Methods: this was a retrospective cohort study of children aged ≤14 years with TB registered for treatment at KBTH from 2015 to 2019. Treatment outcomes were recorded as treatment success and unsuccessful outcomes (died and loss to follow-up). Multivariable logistics regression was conducted to assess factors associated with an unsuccessful outcome.


Results: of 407 children with TB registered during the period, 269 (66.1%) patients had pulmonary tuberculosis (PTB). Of the 138 patients with extra-pulmonary TB (EPTB), 68 (49.3%) had TB lymphadenitis. The TB/HIV coinfection rate was 42.8%. The overall treatment success rate was 68.3%, whilst 71(17.4%) died, and 58 (14.3%) were lost to follow-up . Factors associated with death were age below 1 year (AOR: 3.46, 95% CI: 1.48-8.10, p=0.004) and having HIV coinfection (AOR: 1.89, 95% CI: 1.04-3.43, p=0.037). Factors associated with loss to follow-up were age below 1 year (AOR: 2.91, 95% CI: 1.12-8.59, p=0.029) and having EPTB (AOR: 2.40, 95% CI: 1.24-4.65, p=0.009).


Conclusion: childhood TB treatment success in our population was below the national target of 85%, with high mortality and loss to follow-up rates, especially in younger children and those with HIV coinfection or EPTB. Tailored treatment strategies may be needed for children at risk of unsuccessful treatment outcome, especially among infants.



Introduction    Down

Childhood tuberculosis (TB) remains a major public health concern as it contributes to significant child morbidity and mortality globally. According to the 2021 World Health Organization (WHO) global TB report, a total of 9.9 million people fell ill with TB in 2020 of which children younger than 15 years of age accounted for 11% [1]. In 2020, there were 1.3 million deaths from TB among HIV-negative people and 214,000 deaths among HIV -positive people. Of these deaths, 14% occurred among children under the age of 15. After decades of being in the shadow, the first Roadmap for Childhood TB was drawn by the WHO in 2013 with a goal of a world without TB deaths in children [2]. Subsequently, the WHO 2018 TB Roadmap has drawn Childhood TB further into the global spotlight, with a greater understanding of the challenges faced in addressing TB in children [1].
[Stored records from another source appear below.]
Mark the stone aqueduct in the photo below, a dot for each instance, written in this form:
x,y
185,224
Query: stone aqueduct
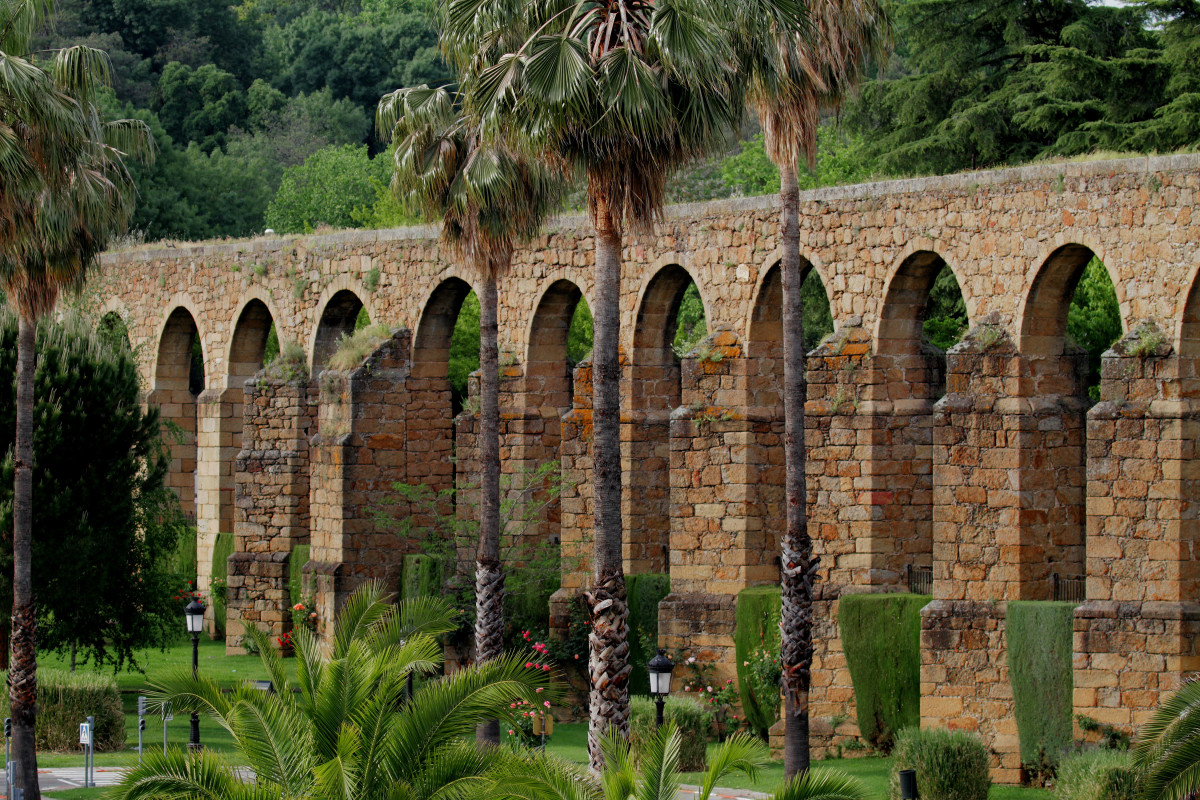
x,y
996,474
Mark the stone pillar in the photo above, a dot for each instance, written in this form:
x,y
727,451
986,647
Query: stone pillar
x,y
1008,494
369,433
271,504
1135,636
575,501
219,422
719,543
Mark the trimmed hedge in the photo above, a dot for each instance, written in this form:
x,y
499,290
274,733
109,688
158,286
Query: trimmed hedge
x,y
420,577
1096,775
689,715
65,699
881,637
949,764
297,560
757,625
645,591
1039,637
221,552
183,560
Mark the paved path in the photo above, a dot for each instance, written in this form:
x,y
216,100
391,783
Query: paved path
x,y
71,777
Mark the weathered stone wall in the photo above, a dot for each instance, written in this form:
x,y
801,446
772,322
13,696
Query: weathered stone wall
x,y
271,515
982,463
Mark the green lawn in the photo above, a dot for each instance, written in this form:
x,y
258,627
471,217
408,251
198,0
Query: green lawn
x,y
227,671
570,741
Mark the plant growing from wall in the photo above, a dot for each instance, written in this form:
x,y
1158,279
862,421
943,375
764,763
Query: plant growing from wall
x,y
1039,638
881,638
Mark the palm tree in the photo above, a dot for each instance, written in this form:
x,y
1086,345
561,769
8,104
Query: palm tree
x,y
1167,757
489,198
792,77
623,91
349,731
653,774
64,193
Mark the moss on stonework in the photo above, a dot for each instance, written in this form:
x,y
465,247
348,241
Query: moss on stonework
x,y
881,637
1039,637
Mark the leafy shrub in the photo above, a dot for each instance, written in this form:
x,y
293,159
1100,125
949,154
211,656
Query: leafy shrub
x,y
221,552
65,699
689,716
1039,667
949,764
756,631
645,593
420,577
183,559
881,637
295,572
1096,775
353,349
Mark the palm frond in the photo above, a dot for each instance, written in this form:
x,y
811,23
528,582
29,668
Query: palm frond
x,y
738,753
822,785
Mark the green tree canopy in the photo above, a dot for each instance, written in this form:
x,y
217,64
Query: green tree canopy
x,y
106,522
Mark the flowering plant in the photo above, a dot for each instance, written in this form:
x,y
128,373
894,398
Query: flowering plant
x,y
522,714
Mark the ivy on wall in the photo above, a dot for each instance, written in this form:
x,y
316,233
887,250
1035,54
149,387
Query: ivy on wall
x,y
881,637
1039,637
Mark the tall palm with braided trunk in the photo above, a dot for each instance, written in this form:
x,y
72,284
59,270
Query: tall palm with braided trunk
x,y
64,192
793,77
623,91
489,198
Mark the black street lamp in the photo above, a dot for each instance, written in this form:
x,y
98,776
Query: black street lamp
x,y
195,614
660,683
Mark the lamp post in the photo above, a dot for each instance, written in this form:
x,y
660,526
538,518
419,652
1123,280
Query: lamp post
x,y
195,615
660,683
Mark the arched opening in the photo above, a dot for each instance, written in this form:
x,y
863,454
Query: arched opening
x,y
670,322
1071,318
179,379
765,343
430,383
923,314
113,330
342,316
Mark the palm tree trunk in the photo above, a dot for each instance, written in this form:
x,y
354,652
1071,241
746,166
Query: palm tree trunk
x,y
609,639
23,674
798,565
489,576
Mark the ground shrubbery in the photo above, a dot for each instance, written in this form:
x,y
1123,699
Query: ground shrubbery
x,y
1096,775
65,699
949,764
690,716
The actual magnitude of the childhood TB epidemic is difficult to assess, mainly due to diagnostic difficulties, poor access and delay in diagnosing and initiating appropriate TB treatment in children [3]. Another important challenge to global TB control is the human immunodeficiency virus (HIV) pandemic [4]. Children living with HIV face unique risks because of the higher rate of household exposure to TB, faster progression from infection to disease, and high incidence of other infections that may complicate diagnosis [4].

Enhanced analysis of Paediatric TB programme data is needed to maximize programme performance and improve treatment outcomes in various settings worldwide. Treatment outcome results serve as a proxy of the quality of treatment provided by a health care system [5]. The WHO sets targets for all National TB Control Programmes (NTPs) to successfully treat 85% of TB in order to interrupt the transmission, reduce mortality and prevent emergence of drug resistance [6]. Studies from sub-Saharan Africa have reported successful treatment outcomes for children ranging from 77.4% to 79.2% [7,8]. This suggests that at least 20% of children have suboptimal outcomes and there could be underlying clinical and demographic factors that may need to be considered in optimizing childhood TB treatment.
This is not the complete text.